Selon Fady Shbita de l' organisation Arabo-Juive Sadaka-Reut ("amitié"), plus de 2.000 personnes pourraient être affectées.

“Judaiser” Jaffa : démolition à Ajami


Sous les jolies fleurs de la machine de propagande israélienne, on trouve à Jaffa de très laids faits sur le terrain

Les valises diplomatiques ne risquent pas d'être déposées suite à l'appel de Condoleezza Rice, la veille du sommet de Riyadh, demandant aux Etats Arabes de "tendre la main à Israël" et de montrer qu'ils l'acceptent. L'insistance d'Israël sur le fait que les négociateurs doivent commencer par accepter son droit à exister a déjà poussé la normalisation en tête de l'agenda politique.

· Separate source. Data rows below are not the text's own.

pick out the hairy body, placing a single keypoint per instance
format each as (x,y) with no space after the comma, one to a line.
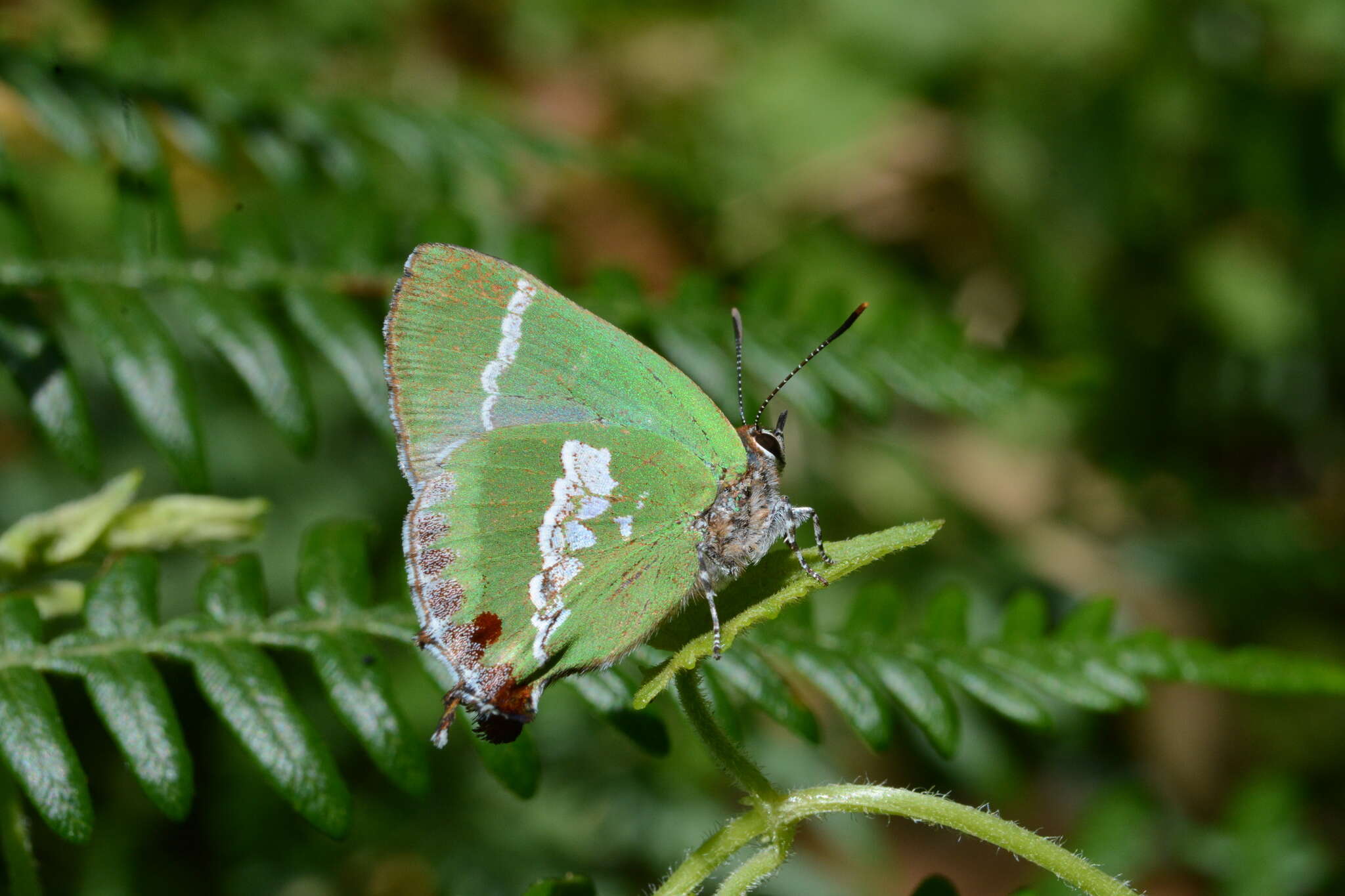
(747,517)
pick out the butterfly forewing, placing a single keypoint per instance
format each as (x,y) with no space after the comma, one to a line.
(556,464)
(477,344)
(556,548)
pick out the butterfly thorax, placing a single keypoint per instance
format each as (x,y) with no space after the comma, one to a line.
(748,516)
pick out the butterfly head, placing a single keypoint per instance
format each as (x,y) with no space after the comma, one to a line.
(767,442)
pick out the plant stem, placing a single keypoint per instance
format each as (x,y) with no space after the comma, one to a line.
(716,851)
(775,816)
(726,754)
(753,871)
(984,825)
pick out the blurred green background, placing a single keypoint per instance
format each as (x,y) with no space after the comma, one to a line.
(1103,247)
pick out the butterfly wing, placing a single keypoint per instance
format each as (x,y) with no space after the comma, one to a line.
(477,344)
(557,465)
(550,548)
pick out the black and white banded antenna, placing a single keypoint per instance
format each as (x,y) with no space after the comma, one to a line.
(738,326)
(738,349)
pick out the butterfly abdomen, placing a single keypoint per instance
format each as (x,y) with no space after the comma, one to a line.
(747,517)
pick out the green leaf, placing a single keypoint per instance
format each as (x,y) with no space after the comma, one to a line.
(148,371)
(33,738)
(748,673)
(925,696)
(609,695)
(763,593)
(517,765)
(16,843)
(1090,621)
(996,691)
(334,581)
(335,327)
(42,372)
(1254,670)
(725,711)
(54,110)
(568,885)
(946,617)
(849,687)
(875,613)
(334,567)
(245,688)
(1265,845)
(1025,618)
(237,328)
(1059,680)
(66,531)
(127,689)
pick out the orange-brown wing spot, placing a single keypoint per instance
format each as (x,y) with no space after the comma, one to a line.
(486,629)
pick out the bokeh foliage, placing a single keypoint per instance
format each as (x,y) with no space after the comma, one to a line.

Le désir de devenir une nation comme les autres est fort parmi les Israéliens lassés de la guerre. Le problème pour les Palestiniens est que normaliser leurs relations avec Israël signifie également une normalisation de l'occupation, des circonstances qui l'ont amenée, et le racisme qu'elle a engendré en Israël. Et cela survient avant même que les négociations ne commencent.

Cependant, pour les Sionistes laïcs, le rêve de devenir une nation ordinaire avec ses propres hooligans de football juifs et ses brigades anti-émeutes a des racines profondes.

Theodore Herzl, le père-fondateur du Sionisme, croyait qu'obtenir une patrie serait une garantie d'acceptation par la société des "Gentils" (ndt : Non-Juifs).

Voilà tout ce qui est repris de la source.